Karen Gopee, Marguerite Doherty to be sworn in as judges

The group is highly diverse — three black, one Latino, one Asian, one Indo-Caribbean.

Mayor Bill de Blasio will swear in a group of 26 judges Monday to serve various courts throughout the city.

The group of 11 new judges and 15 re-apointees all live in the five boroughs and have strong experience in the legal system. De Blasio is touting the diversity of the new group of courtroom leaders; more than half of the new judges are minorities — three are black, one is Latino, one is Asian and another is Indo-Caribbean.

“With these strong additions to our judicial system, I am confident that the people of this city will find fair and effective judicial oversight of our courts,” he said in a statement.

Two of the judges who will be part of the swearing-in ceremony Monday morning at City Hall spoke with amNewYork about their accomplishments.

Karen Gopee, Brooklyn Criminal Court

Judge Gopee said she had an interest in law from an early age.

She and her family immigrated from Trinidad, where women weren’t traditionally encouraged to pursue professional roles. She said she searched for a career where she could share her opinions and make a difference.

“I’ve always wanted to do public service and I’ve always wanted to debate,” said Gopee, who declined to give her age.

She caught the law bug in a special program at Franklin K. Lane High School, a closed institution formerly in Cypress Hills, where she was involved with mock trial and legal internships. She graduated from Bighamton University and St. John’s Law School before working with the Brooklyn DA’s office on the prosecution team for seven and a half years.

Subsequently, she worked for a judge in the Queens DA’s office and then at the Red Hook Community Justice Center. Gopee said she admired the balance that men and women behind the bench must strike when delivering justice.

“I’ve been able to observe their temperament and I’ve been inspired by their ability to help people,” she said.

Gopee has been assigned to serve as a criminal court judge. She said she’s proud to be a minority on the bench and that she will aim to make use of her background to help newcomers to the city through her work.

“It makes me think about my parents. How do they know about their rights? How do they know the system? How would you want them treated?” she said.

Marguerite Dougherty, Brooklyn Criminal Court

Judge Dougherty’s journey to becoming a Brooklyn Criminal Court judge began next to the bench.

The 52-year-old Levittown, L.I. native worked as a court officer 30 years ago, beginning a lifetime of professional experience that led her to Monday’s re-appointment.

“It gives you a different perspective being on the bench and seeing those things,” she said of her previous court experience.

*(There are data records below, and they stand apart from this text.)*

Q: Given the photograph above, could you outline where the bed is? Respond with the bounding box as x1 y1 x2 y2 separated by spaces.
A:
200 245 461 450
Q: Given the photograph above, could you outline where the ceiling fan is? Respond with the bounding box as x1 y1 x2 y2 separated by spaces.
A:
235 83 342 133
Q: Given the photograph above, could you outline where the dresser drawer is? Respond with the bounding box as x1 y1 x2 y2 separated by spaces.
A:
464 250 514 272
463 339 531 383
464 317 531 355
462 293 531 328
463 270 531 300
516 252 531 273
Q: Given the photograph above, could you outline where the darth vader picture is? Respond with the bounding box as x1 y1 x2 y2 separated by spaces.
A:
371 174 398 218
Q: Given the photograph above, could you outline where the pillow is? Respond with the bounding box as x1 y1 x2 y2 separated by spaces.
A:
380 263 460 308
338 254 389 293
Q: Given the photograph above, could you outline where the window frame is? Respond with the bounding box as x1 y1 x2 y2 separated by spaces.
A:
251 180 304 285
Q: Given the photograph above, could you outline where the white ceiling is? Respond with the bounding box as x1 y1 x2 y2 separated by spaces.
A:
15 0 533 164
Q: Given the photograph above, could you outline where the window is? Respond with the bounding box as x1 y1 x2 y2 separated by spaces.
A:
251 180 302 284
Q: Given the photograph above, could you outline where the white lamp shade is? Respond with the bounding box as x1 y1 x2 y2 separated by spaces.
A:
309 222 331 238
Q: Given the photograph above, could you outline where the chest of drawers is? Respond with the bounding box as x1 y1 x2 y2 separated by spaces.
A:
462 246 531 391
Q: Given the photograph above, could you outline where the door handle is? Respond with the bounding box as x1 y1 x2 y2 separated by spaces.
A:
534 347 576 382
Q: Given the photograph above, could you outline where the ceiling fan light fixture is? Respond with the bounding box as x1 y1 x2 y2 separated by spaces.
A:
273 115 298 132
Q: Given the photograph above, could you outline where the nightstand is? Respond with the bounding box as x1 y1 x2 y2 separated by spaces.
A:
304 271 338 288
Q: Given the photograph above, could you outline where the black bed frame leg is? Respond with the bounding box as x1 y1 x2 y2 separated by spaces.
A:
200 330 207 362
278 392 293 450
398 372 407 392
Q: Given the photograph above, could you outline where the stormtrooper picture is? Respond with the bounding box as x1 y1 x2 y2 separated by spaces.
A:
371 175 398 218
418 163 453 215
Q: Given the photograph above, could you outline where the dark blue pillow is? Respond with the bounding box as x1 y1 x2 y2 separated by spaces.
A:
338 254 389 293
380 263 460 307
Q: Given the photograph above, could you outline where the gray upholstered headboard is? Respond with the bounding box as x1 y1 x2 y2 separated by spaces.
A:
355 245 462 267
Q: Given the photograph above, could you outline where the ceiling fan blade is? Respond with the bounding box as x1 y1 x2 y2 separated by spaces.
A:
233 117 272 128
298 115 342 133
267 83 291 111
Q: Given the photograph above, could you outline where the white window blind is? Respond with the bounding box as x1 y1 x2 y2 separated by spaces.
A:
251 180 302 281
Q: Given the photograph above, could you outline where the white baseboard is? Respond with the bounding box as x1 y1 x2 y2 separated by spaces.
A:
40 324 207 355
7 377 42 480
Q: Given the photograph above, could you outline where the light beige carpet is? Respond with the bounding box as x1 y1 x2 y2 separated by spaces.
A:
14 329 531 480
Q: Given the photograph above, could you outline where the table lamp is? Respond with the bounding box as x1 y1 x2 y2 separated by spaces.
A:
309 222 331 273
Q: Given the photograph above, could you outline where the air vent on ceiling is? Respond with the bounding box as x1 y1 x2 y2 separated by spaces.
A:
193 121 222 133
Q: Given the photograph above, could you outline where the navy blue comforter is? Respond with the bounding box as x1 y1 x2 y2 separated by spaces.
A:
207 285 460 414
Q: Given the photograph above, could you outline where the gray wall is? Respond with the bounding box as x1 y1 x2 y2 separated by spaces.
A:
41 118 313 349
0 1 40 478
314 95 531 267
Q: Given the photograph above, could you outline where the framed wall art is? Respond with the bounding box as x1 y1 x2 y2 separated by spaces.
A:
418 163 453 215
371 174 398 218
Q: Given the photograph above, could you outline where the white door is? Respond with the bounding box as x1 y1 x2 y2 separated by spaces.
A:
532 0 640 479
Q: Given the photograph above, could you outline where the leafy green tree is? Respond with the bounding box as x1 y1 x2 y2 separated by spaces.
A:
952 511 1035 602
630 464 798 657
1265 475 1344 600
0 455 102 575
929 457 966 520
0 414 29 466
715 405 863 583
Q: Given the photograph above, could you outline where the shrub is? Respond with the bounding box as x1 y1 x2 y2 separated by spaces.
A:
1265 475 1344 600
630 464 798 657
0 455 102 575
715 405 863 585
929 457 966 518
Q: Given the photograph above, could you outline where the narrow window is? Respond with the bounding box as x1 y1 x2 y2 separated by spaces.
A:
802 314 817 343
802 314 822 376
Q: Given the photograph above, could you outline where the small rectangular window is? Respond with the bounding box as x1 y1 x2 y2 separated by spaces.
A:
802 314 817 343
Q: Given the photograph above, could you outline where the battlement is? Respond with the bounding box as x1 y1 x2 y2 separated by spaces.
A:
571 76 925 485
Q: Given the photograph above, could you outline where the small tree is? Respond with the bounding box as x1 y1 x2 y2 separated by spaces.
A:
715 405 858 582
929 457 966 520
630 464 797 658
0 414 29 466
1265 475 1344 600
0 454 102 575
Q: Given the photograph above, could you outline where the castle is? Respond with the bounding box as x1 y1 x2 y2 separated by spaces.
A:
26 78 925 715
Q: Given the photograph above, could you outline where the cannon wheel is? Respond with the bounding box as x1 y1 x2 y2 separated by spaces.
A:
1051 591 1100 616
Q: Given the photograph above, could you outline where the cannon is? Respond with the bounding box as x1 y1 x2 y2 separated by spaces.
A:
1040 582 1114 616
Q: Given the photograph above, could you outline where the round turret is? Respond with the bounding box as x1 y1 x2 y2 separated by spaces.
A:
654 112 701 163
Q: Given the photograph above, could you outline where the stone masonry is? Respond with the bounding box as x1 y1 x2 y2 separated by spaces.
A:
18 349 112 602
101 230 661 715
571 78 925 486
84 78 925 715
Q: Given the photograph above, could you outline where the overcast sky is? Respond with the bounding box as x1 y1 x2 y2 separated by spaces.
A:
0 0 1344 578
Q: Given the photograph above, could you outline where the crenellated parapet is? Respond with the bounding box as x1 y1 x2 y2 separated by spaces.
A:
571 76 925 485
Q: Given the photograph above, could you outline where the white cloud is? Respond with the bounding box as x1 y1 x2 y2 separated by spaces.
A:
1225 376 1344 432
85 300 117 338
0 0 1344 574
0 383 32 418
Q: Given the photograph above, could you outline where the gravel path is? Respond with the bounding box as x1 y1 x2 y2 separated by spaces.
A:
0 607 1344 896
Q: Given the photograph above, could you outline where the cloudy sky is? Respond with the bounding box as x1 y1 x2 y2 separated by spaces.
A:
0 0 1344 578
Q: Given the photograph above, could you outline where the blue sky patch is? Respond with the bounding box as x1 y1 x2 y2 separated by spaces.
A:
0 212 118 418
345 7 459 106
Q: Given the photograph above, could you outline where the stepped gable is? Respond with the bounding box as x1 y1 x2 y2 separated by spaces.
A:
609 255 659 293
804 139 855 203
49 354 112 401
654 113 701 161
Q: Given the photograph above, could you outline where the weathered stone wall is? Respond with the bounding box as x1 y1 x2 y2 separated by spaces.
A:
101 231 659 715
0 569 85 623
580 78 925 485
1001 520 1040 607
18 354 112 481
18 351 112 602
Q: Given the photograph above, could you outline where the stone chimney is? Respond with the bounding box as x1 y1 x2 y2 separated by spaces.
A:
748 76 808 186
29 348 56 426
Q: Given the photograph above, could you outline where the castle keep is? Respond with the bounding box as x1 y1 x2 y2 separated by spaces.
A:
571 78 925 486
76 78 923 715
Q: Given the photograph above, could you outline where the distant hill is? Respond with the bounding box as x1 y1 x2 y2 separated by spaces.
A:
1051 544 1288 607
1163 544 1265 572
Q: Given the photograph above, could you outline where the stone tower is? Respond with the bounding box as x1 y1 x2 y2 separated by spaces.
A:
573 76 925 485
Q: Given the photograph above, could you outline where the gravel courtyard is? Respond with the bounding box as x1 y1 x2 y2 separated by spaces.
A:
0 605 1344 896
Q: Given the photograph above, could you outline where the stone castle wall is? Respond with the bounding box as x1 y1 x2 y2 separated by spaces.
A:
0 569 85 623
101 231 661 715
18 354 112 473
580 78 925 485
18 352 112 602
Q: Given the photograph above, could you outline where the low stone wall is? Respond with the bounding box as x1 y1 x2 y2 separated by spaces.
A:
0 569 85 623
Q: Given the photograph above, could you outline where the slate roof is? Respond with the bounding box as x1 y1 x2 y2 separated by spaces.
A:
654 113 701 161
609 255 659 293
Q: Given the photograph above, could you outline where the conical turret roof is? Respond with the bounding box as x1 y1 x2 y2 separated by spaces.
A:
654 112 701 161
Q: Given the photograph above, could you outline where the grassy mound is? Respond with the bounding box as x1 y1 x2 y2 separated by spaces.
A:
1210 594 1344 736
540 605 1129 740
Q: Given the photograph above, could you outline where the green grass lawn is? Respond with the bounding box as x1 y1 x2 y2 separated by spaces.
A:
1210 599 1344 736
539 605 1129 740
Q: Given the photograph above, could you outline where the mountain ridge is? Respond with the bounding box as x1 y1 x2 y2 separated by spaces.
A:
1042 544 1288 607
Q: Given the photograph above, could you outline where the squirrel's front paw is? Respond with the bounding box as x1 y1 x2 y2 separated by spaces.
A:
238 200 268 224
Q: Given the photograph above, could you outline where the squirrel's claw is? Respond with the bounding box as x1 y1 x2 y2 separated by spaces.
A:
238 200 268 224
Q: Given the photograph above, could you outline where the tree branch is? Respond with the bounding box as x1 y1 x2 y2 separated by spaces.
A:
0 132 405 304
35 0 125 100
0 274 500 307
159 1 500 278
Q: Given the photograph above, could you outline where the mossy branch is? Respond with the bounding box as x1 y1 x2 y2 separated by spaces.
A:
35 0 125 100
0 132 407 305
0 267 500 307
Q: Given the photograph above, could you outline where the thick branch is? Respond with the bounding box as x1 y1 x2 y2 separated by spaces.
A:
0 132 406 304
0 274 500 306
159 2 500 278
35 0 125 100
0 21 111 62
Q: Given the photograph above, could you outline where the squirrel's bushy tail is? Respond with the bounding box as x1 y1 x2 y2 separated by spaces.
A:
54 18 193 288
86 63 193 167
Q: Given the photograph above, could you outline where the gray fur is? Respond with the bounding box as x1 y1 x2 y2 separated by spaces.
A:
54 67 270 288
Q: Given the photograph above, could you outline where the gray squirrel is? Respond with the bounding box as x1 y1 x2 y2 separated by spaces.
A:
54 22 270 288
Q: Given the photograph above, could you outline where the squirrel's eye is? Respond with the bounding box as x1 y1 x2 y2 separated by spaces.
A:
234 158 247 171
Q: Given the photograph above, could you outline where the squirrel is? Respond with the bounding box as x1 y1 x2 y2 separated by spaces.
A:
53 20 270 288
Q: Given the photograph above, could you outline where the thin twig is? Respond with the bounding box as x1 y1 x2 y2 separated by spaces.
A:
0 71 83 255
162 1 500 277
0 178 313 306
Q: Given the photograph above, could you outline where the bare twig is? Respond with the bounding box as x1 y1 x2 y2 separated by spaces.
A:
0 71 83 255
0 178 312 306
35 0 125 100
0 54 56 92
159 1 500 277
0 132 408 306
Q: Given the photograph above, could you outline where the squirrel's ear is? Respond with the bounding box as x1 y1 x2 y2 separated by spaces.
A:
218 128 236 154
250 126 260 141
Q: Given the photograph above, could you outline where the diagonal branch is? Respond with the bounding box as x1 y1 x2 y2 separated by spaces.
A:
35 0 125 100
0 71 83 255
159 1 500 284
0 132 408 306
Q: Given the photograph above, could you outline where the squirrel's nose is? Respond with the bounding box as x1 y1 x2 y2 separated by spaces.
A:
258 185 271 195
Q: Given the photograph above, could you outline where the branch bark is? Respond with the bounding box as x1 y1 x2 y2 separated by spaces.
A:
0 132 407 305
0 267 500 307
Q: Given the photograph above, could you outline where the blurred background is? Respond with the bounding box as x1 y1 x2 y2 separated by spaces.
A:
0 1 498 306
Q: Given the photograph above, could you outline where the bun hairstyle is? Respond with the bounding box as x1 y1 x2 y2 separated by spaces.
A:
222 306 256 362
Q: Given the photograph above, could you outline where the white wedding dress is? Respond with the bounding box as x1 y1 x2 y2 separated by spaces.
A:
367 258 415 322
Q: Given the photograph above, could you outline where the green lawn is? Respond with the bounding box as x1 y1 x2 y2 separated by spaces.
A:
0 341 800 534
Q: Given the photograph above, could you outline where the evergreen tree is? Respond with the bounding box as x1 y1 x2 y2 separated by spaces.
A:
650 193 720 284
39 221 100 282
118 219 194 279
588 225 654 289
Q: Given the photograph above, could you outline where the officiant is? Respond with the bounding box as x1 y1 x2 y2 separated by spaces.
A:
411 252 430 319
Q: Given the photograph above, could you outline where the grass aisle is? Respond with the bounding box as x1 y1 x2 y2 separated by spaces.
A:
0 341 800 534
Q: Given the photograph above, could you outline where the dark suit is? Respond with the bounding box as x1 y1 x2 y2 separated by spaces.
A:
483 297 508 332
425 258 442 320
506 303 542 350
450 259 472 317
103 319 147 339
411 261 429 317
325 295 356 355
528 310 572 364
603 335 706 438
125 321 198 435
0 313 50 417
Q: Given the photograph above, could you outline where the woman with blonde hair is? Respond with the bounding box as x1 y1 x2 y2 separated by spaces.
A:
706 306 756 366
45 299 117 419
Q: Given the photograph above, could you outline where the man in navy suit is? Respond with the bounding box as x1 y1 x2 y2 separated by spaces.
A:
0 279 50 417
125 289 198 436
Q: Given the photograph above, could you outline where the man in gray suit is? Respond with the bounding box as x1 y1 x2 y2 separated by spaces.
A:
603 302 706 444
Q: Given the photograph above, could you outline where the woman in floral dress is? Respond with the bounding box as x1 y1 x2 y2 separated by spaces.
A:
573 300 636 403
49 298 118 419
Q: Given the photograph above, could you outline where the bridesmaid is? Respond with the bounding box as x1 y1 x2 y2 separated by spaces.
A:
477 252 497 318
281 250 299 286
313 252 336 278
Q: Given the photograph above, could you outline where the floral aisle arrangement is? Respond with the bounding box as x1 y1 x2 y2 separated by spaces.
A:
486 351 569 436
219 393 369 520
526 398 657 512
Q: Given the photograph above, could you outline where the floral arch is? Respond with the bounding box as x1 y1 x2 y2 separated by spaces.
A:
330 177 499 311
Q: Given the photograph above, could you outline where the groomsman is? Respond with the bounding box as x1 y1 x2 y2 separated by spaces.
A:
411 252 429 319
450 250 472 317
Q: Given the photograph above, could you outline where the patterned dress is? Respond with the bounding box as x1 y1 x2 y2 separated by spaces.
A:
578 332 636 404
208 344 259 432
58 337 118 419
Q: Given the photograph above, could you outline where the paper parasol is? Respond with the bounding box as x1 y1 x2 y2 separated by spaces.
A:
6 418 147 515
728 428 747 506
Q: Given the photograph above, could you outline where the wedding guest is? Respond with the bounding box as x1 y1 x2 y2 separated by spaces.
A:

Dougherty worked as a court officer during the day and attended St. Francis College and Brooklyn Law School at night, earning her JD in 2001. After working as an attorney in the private sector for 14 years, including three years as the executive director and assistant general counsel for JP Morgan Chase, Dougherty applied for a city judge position and was appointed as an interim civil court judge last February.

She said she was drawn to the challenges and rewards of being on the bench and wanted to bring her years of courtroom insight toward the creation of a fair legal environment.

“Beating your chest and saying ‘I’m the judge. I’m the judge,’ doesn’t work. You need to make everyone feel they’re on the team,” she said.

Dougherty credited her husband, who works as a deputy chief clerk in Brooklyn Criminal Court, and her father-in-law as the people who influenced her path. She encouraged New Yorkers to pursue their passions, even if it feels intimidating.

“It took me 15 years to get my bachelor’s degree. If I can do it you can do it,” she said.